Após novo pedido protocolado pela defesa, o ministro Alexandre de Moraes, do STF (Supremo Tribunal Federal), remeteu os laudos médicos do ex-presidente à PGR (Procuradoria-Geral da República) e solicitou a manifestação. A decisão final, porém, cabe a Moraes.
Na manifestação, Gonet destaca que a “evolução clínica do ex-presidente, nos termos como exposto pela equipe médica que o atendeu no último incidente, recomenda a flexibilização do regime”.

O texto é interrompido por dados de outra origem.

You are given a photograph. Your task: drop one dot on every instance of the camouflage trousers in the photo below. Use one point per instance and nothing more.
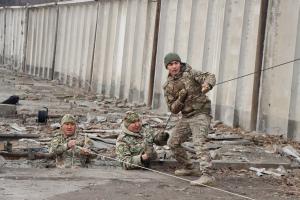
(198, 127)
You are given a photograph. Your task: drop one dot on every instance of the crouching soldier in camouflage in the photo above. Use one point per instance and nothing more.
(134, 146)
(70, 149)
(184, 92)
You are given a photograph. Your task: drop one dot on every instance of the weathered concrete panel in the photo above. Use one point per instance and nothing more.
(41, 41)
(279, 109)
(75, 43)
(123, 50)
(218, 36)
(15, 31)
(2, 34)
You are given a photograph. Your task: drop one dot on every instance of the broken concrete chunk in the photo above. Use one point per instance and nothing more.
(55, 126)
(7, 110)
(262, 171)
(290, 151)
(17, 127)
(223, 136)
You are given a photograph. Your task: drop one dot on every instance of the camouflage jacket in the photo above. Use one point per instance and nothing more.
(66, 157)
(190, 80)
(130, 146)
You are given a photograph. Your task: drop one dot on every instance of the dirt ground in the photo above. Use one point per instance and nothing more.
(115, 183)
(37, 179)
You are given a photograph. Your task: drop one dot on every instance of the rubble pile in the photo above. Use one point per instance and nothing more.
(24, 140)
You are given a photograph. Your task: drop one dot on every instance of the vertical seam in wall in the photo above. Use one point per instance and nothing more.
(93, 54)
(4, 35)
(55, 42)
(25, 38)
(154, 53)
(258, 62)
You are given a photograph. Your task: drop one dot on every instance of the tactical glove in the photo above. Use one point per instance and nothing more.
(149, 150)
(161, 138)
(182, 95)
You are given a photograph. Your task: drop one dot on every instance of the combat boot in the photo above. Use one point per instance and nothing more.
(187, 172)
(205, 179)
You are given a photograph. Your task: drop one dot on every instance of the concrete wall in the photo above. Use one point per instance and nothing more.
(219, 36)
(280, 87)
(116, 48)
(41, 38)
(2, 34)
(123, 49)
(75, 43)
(15, 31)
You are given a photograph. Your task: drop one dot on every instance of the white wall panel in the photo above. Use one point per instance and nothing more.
(218, 36)
(2, 34)
(123, 48)
(15, 31)
(75, 43)
(279, 101)
(41, 41)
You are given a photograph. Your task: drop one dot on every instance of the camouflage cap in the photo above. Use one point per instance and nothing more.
(170, 57)
(68, 118)
(131, 117)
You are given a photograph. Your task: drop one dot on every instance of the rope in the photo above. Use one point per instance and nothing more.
(183, 179)
(268, 68)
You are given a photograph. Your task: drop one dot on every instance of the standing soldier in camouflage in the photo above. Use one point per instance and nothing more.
(134, 146)
(70, 149)
(184, 92)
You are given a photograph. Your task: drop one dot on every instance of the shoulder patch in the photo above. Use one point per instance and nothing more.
(165, 85)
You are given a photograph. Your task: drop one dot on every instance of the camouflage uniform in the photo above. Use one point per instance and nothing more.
(69, 157)
(183, 94)
(130, 146)
(66, 157)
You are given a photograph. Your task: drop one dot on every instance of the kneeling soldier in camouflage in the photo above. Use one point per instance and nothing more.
(70, 149)
(134, 146)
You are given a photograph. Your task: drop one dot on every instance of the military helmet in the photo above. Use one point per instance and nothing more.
(170, 57)
(68, 118)
(130, 117)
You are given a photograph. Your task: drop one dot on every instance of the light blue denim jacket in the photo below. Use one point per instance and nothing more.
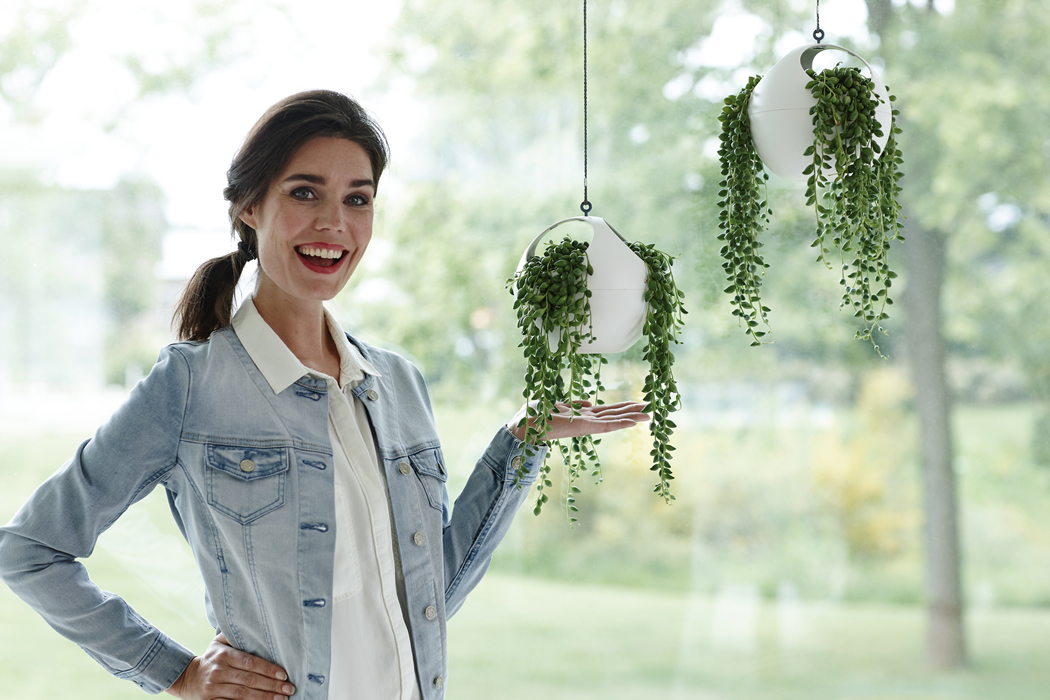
(264, 538)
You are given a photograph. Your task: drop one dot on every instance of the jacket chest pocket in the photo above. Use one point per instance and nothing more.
(246, 483)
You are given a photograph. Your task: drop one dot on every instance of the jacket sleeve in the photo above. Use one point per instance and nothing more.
(483, 513)
(133, 451)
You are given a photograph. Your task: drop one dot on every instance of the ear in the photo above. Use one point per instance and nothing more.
(249, 215)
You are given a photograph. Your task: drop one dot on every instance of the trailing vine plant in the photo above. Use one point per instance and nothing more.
(743, 213)
(552, 304)
(854, 192)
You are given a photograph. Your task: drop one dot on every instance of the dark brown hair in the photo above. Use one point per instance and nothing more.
(207, 302)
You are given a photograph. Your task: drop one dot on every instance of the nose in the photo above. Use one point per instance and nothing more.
(331, 216)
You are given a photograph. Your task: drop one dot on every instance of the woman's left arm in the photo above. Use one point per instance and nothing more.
(485, 508)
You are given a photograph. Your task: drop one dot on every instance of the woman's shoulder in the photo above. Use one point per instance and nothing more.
(389, 362)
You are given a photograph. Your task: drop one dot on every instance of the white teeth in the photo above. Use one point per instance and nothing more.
(319, 252)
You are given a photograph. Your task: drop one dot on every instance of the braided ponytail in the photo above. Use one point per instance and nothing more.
(207, 302)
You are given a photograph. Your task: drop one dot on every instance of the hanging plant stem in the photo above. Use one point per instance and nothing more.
(743, 213)
(854, 192)
(664, 320)
(552, 304)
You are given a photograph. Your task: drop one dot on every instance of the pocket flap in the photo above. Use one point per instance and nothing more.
(248, 463)
(429, 463)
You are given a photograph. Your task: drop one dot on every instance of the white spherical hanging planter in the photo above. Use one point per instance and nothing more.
(617, 288)
(781, 125)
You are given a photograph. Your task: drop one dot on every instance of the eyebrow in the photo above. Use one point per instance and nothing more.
(317, 179)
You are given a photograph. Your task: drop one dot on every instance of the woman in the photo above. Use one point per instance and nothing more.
(301, 465)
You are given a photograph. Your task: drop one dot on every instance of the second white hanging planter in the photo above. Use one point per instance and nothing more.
(781, 125)
(617, 288)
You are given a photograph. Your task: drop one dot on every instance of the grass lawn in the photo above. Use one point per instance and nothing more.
(524, 637)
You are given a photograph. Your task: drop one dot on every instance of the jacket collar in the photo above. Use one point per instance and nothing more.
(279, 365)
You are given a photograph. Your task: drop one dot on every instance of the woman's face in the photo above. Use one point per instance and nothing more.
(314, 223)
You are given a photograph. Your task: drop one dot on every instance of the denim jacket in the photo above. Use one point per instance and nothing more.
(249, 478)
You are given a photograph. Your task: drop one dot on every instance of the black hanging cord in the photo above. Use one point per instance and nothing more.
(585, 206)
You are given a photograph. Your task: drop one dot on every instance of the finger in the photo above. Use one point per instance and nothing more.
(234, 682)
(621, 409)
(234, 692)
(252, 664)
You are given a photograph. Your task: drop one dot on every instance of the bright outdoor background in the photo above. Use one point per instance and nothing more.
(792, 563)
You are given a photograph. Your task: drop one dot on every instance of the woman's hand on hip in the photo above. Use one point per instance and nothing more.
(225, 673)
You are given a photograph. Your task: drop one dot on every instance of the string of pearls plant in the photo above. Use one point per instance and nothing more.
(853, 190)
(552, 301)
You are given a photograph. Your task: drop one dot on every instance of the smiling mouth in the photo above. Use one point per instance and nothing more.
(321, 257)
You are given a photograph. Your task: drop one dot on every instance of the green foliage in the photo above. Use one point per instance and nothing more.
(552, 299)
(856, 205)
(744, 212)
(552, 305)
(664, 321)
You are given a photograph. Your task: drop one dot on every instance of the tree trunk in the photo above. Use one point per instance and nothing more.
(925, 259)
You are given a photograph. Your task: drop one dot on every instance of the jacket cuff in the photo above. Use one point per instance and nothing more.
(162, 666)
(506, 454)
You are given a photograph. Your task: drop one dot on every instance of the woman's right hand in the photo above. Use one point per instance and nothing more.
(227, 673)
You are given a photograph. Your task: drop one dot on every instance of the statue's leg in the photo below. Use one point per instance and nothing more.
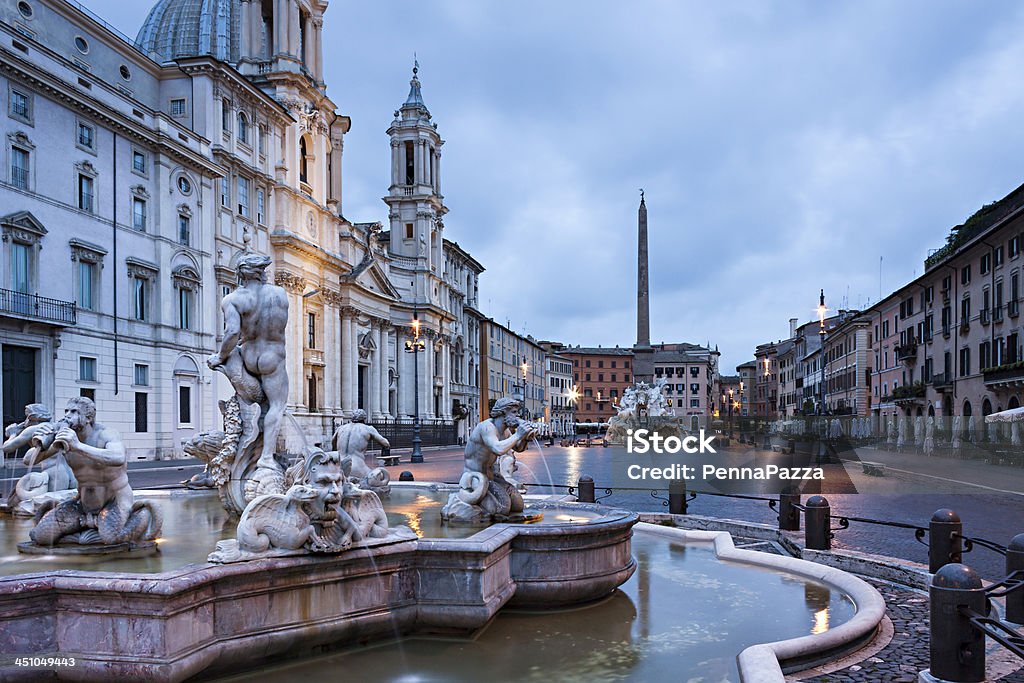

“Ao ver da Procuradoria-Geral da República, está positivada a necessidade da prisão domiciliar, ensejadora dos cuidados indispensáveis ao monitoramento, em tempo integral, do estado de saúde do ex-presidente, que se acha, comprovadamente, sujeito a súbitas e imprevisíveis alterações perniciosas de um momento para o outro”, afirmou.
Bolsonaro cumpre pena por tentativa de golpe de Estado no Complexo da Papudinha, em Brasília. Ele está internado há mais de uma semana em hospital particular após ser diagnosticado com pneumonia.
Até então, Gonet havia se posicionado contra outros pedidos da defesa no mesmo sentido. Desde novembro do ano passado, Moraes rejeitou quatro recursos pela prisão domiciliar humanitária.
O senador Flávio Bolsonaro (PL-RJ), filho do ex-presidente e pré-candidato à Presidência, chegou a se reunir na semana passada com Moraes para reforçar o pedido apresentado pelos advogados de Bolsonaro.
Ao visitar Moraes e endossar o apelo ao ministro, Flávio repetiu o que fizeram, nos últimos meses, o governador de São Paulo, Tarcísio Gomes de Freitas (Republicanos), e a ex-primeira-dama Michelle Bolsonaro (PL).